Various types of sexual and gender variability have been documented in more than 470 species of animals. Yet zoologists have consistently reacted to these phenomena with a mixture of incredulity, confusion, and even outright hostility. Sexual and gender variance in animals are routinely described with words such as "aberrant," "unnatural," "bizarre," "inappropriate"--even, in extreme cases, "perverse," "immoral," or "criminal" (mirroring attitudes toward human homosexuality/transgender in the wider culture). Cattet himself characterized the intersexual bears as "abnormal," and scientists frequently attempt to pathologize homosexuality and transgender--for example, by ascribing them to the presence of "pollutants" in the environment even when there is no evidence for such.

To Western science, homosexual (used here to mean same-sex courtship and mating in both human and nonhuman animals) and transgender occurrences are above all anomalies that require some sort of "explanation" or "cause" or "rationale." In contrast, in many indigenous cultures around the world, homosexual and transgender components of both the human and nonhuman worlds are routine and expected. The sporadic attention devoted to homosexual/transgendered (H/T) animals by Western science spans a little over two centuries, while aboriginal cultures have accumulated a vast storehouse of knowledge about the natural world--including the sexual and gender systems of animals--over a period of thousands of years.

Indigenous knowledge is not a mere curiosity, nor does it represent some pristine, romanticized, "noble savage" view of nature. It is often based on systematic observation, and can serve as a genuinely useful tool for expanding our concepts of sexual and gender possibilities.

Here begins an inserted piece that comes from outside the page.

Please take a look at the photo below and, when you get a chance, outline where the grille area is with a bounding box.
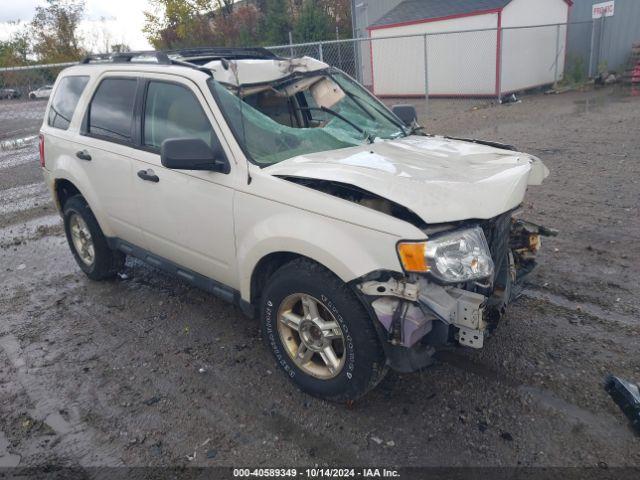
[481,212,512,290]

Indigenous knowledge of animal sexuality and gender is encoded:

(1) linguistically, in symbols and totemic associations of animals with homosexual/ transgendered individuals, clans, or special activities;

(2) in some stories, prayers, and songs told within the tribe, many featuring unique animal-persons as characters and divinities;

(3) in some rituals, ceremonies, and daily practices connected to fertility, growth, and the transcendence of male/female categorical differences;

(4) in observations of animals, especially by herders, hunters, and specialists in the sacred who then translate these observations into the narratives and spiritual values of the tribe.

two- SPIRITS

Many Native American tribes formally recognize homosexual and transgendered humans in the role of the "two-spirit" person (sometimes known as a "berdache"). The two-spirit is a man or woman who mixes gender categories by wearing clothes of the opposite or both sexes, doing both male and female (or primarily "opposite-gender") activities, and often engaging in same-sex relations. Two-spirit transvestite. and homosexual roles are recognized (or occurred historically) in more than 150 different tribes. When honored in these cultures, H/T individuals, two-spirit people, are frequently shamans, healers, or intermediaries in their communities, performing religious and/or mediating functions (between the sexes, or between the human, animal, and spirit realms).